As President and CEO of the Utah Valley Chamber of Commerce Val Hale challenges 60% of businesses to donate to education, and not just in the typical sense. The donations could include creating scholarships, adopting a local classroom, or having one of their employees teach or mentor students. The businesses rose to the challenge, but Val wasn’t too surprised. “Utah is the most giving state in America,” he says. “Both in charitable giving and giving of our time.”
He points to prominent examples in the state, the community outreach of the Larry H. Miller Group of companies and Zion’s Bank, and the educational programs put on by Ken Garff. Their Keys to Success and Coding for Success programs help local students learn to read and to write computer code.
Investing In Education
Val sees an investment in education as the best possible kind. “The future of Utah includes more public/private partnerships. Our businesses need to engage with the education community, because that’s an investment in our future.”
But it’s not only businesses that should get involved in giving back to the community. “It should be our number-one priority to help out with education at all levels, K-16, and beyond.”
Fertile Soil for Business
When asked what makes Utah’s economy so great, Val Hale responds with a chuckle, “Governor Herbert always says, ‘We want to keep government out of your wallet and off your back.”’ This has guided Val’s tenure as the governor’s chief economic adviser. “Utahns are pretty good entrepreneurs. We have fertile soil for business growth. We have legislators and governors who have created a business-friendly environment. We support and encourage free market capitalism and we are not ashamed with the person who has a good idea and finds out how to monetize the idea. We don’t begrudge people who are successful. Not only that, but we have the most diverse economy in America. It’s not all stacked in one basket, but we have strong sectors in IT, aerospace, and many others.”
But a booming economy brings with it its own challenges. “I can sum it up in one word,” Val says. “Growth. At the rate things are going, the population of Utah is going to double in the next 30-35 years.

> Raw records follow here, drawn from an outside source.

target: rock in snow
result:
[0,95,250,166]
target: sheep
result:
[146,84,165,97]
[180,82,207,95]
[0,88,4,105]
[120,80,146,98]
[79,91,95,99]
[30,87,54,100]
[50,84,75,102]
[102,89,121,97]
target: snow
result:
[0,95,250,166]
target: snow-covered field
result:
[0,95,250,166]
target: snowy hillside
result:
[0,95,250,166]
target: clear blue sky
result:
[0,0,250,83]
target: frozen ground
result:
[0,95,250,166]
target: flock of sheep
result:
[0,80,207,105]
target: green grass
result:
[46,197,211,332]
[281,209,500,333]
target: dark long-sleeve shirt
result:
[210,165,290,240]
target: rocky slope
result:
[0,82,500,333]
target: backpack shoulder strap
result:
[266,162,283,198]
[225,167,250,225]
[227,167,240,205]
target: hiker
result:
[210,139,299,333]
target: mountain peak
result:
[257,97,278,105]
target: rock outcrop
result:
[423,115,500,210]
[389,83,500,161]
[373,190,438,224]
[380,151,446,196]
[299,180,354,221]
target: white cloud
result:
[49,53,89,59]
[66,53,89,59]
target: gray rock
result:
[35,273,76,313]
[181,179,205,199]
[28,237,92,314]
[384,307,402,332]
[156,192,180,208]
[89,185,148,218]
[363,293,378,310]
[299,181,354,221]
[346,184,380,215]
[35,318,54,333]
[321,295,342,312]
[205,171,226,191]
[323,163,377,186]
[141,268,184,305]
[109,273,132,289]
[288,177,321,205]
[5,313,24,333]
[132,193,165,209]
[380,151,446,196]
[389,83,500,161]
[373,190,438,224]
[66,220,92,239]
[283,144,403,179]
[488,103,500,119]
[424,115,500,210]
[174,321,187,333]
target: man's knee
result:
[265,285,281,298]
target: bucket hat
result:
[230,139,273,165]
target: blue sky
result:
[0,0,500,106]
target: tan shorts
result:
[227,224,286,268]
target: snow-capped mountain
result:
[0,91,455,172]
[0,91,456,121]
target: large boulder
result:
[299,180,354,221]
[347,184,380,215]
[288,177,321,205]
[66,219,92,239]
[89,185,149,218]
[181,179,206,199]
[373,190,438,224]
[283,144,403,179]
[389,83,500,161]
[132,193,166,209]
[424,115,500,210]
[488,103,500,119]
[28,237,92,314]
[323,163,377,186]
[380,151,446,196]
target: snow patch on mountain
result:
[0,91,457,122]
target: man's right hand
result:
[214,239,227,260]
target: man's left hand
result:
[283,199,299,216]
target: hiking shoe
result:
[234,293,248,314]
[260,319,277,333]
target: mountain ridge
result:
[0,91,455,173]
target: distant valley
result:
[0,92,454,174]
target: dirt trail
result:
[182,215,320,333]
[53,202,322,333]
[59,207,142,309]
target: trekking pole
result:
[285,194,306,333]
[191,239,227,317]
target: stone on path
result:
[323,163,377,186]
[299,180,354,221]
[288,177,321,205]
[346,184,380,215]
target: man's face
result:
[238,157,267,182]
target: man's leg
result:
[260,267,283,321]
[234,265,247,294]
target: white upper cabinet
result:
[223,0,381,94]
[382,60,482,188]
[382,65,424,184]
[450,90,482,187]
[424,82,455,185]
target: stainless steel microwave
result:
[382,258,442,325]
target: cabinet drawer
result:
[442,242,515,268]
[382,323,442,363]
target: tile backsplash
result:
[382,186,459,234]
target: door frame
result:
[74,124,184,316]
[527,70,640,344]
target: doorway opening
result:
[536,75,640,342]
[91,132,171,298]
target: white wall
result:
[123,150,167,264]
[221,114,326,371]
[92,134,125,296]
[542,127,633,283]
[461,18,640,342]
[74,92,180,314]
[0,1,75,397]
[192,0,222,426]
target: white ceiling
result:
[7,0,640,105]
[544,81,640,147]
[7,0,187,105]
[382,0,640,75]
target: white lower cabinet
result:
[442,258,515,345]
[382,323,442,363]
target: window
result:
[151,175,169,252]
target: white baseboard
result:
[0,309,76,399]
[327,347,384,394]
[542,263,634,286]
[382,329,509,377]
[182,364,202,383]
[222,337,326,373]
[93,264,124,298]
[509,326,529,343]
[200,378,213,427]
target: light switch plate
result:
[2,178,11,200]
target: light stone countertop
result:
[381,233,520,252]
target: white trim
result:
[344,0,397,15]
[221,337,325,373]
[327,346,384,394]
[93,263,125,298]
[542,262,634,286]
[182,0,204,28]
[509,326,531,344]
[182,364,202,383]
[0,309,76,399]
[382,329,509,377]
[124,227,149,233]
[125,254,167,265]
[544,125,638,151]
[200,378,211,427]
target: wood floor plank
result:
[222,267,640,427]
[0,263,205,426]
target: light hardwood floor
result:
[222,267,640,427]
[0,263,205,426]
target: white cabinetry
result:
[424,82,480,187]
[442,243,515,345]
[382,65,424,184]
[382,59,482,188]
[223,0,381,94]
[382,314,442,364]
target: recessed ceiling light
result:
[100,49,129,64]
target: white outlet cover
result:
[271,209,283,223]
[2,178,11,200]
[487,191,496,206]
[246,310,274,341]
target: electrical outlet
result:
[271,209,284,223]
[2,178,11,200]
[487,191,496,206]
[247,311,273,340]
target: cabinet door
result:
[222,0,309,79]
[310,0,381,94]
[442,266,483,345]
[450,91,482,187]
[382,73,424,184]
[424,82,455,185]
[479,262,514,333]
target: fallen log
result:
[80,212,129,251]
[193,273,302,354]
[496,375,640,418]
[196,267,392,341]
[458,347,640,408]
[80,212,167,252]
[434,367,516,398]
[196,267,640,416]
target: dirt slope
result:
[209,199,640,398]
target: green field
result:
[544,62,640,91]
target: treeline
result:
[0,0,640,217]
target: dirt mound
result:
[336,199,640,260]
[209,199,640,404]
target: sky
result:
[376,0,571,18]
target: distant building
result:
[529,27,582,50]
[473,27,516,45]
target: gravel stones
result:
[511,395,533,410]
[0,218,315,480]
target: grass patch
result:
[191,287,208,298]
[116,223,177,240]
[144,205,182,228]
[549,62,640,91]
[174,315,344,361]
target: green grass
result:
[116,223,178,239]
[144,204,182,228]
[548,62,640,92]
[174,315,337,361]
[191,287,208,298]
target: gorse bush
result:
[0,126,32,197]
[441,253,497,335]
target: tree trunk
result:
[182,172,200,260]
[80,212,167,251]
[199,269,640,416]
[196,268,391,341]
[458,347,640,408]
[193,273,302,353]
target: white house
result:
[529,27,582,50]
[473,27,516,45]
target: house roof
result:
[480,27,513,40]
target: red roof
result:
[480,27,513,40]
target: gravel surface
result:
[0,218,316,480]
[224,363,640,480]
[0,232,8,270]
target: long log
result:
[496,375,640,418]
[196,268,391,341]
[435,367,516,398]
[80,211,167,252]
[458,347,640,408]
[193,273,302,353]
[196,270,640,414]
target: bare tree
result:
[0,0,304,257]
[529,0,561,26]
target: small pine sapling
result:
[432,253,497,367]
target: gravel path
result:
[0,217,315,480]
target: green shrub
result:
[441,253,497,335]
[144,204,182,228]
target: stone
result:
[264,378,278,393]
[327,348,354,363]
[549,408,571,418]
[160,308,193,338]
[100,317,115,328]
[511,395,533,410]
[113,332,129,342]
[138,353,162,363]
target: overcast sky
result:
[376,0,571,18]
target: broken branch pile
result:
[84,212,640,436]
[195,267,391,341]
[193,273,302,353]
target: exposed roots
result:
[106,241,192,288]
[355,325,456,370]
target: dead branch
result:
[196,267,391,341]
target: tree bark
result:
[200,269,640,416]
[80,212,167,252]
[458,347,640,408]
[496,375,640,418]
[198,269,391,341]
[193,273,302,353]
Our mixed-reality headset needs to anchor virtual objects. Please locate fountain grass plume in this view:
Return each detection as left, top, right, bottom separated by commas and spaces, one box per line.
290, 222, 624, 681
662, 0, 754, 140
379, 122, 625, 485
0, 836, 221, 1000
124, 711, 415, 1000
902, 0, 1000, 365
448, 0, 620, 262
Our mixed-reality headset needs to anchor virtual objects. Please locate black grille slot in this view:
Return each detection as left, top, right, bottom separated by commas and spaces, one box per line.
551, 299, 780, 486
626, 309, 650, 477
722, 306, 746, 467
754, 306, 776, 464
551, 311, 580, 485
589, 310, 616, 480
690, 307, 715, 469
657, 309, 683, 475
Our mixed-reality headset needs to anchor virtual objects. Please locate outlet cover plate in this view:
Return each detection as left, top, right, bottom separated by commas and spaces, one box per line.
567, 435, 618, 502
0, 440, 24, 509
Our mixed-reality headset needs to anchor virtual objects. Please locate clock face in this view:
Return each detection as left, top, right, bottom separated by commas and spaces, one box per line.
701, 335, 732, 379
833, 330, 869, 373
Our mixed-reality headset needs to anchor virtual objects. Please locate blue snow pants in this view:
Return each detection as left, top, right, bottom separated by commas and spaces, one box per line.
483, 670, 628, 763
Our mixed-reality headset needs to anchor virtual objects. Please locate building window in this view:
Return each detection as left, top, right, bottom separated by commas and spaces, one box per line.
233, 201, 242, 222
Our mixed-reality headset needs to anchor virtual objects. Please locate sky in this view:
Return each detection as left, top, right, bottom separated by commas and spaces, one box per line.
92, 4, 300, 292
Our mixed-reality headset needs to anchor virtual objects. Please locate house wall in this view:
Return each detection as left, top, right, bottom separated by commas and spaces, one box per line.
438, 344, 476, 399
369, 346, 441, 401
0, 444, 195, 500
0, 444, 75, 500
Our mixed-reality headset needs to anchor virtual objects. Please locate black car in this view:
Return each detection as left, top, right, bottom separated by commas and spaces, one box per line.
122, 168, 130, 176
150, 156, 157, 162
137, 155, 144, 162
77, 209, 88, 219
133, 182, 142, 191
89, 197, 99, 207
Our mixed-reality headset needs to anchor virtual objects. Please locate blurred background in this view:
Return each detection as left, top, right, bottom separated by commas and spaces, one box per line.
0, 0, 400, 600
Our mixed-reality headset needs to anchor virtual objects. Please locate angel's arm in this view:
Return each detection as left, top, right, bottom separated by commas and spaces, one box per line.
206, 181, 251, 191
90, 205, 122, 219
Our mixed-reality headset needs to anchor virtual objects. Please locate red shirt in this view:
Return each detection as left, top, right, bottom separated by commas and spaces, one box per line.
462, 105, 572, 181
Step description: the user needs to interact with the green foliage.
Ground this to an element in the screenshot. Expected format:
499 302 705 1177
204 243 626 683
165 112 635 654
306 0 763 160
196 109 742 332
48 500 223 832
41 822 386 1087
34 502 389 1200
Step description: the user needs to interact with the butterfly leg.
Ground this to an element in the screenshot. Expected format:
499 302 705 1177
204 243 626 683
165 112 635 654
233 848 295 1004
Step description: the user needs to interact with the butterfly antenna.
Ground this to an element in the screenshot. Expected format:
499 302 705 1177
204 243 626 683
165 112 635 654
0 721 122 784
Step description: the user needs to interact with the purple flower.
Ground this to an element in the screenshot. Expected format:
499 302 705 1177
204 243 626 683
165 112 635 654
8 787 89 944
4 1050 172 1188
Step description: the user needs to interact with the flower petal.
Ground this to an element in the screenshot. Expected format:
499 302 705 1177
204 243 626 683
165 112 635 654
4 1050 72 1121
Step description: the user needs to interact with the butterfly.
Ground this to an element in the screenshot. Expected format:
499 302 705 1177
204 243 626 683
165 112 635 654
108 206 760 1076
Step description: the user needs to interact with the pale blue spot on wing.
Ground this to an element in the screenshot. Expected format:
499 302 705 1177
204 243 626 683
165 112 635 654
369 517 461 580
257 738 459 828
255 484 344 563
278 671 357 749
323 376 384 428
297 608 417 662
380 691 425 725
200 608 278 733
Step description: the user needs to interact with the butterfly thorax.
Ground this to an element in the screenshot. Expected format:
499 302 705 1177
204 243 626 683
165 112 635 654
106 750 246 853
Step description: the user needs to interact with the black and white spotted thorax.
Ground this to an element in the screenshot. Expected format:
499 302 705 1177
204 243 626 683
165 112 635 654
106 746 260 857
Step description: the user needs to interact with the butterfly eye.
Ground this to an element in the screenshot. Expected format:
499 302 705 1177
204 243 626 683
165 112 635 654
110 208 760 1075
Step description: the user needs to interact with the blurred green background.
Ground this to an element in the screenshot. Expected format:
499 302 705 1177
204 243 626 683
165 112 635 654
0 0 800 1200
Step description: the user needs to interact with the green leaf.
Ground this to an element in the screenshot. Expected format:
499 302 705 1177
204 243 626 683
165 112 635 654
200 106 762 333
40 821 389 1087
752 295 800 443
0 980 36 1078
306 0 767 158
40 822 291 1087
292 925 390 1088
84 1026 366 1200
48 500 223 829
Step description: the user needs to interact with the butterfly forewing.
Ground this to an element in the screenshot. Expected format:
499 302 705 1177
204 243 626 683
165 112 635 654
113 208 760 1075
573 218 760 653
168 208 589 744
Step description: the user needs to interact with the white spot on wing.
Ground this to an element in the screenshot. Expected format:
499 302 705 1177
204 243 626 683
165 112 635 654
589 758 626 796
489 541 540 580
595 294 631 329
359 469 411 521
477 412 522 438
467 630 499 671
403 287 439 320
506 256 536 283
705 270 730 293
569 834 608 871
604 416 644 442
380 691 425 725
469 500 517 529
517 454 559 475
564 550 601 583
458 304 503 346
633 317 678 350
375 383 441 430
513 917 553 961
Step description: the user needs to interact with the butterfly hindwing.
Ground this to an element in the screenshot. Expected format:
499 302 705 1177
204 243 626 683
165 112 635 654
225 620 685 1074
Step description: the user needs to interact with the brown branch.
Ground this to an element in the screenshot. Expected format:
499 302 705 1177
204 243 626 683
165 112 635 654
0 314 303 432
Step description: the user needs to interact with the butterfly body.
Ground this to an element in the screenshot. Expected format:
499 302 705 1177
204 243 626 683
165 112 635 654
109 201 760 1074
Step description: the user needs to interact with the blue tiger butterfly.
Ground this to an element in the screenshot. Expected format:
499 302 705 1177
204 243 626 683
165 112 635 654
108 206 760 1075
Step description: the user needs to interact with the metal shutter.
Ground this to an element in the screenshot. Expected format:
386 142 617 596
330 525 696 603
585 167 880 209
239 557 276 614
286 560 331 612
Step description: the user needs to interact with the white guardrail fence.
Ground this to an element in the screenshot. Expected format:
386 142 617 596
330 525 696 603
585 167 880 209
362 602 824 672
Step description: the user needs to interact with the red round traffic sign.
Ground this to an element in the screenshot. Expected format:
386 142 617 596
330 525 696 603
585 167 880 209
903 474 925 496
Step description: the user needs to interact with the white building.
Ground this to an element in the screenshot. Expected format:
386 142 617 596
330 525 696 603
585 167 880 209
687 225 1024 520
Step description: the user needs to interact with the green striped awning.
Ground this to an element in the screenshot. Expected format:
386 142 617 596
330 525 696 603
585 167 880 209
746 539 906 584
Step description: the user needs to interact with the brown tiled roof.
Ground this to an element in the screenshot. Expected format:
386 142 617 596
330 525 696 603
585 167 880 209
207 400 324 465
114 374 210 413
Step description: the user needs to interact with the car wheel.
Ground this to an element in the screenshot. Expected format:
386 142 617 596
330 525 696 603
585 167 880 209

We’re one of the fastest-growing states in America. We have such a good quality of life, but we need to plan effectively to make sure that the good things from our economy don’t turn into bad things after a while.”
A Very Experienced Upbringing
He has come a long way since his youth in Snowflake, Arizona (a town that actually boasted a mayor named Jack Frost at one point.) He spent most of his career working for both Brigham Young University and Utah Valley University before becoming President and CEO of the Utah Valley Chamber of Commerce and ultimately answering the governor’s invitation to serve on his cabinet. Val says he owes much of his success to those who selflessly gave to their time to mentor him all throughout his career.
One example in particular stood out—a man who bore the unique distinction of having been the Vice President of Athletics at the University of Utah and Brigham Young University one after another. “R.J. Snow took me under his wing. I owe him a lot, because he was a busy man and was very generous with his time and gave me opportunities to succeed. But I could name so many others. I worked with phenomenal people, legendary even.”
That, Val Hale admits, has been the secret to his success and is the reason Utah is unlike any other state.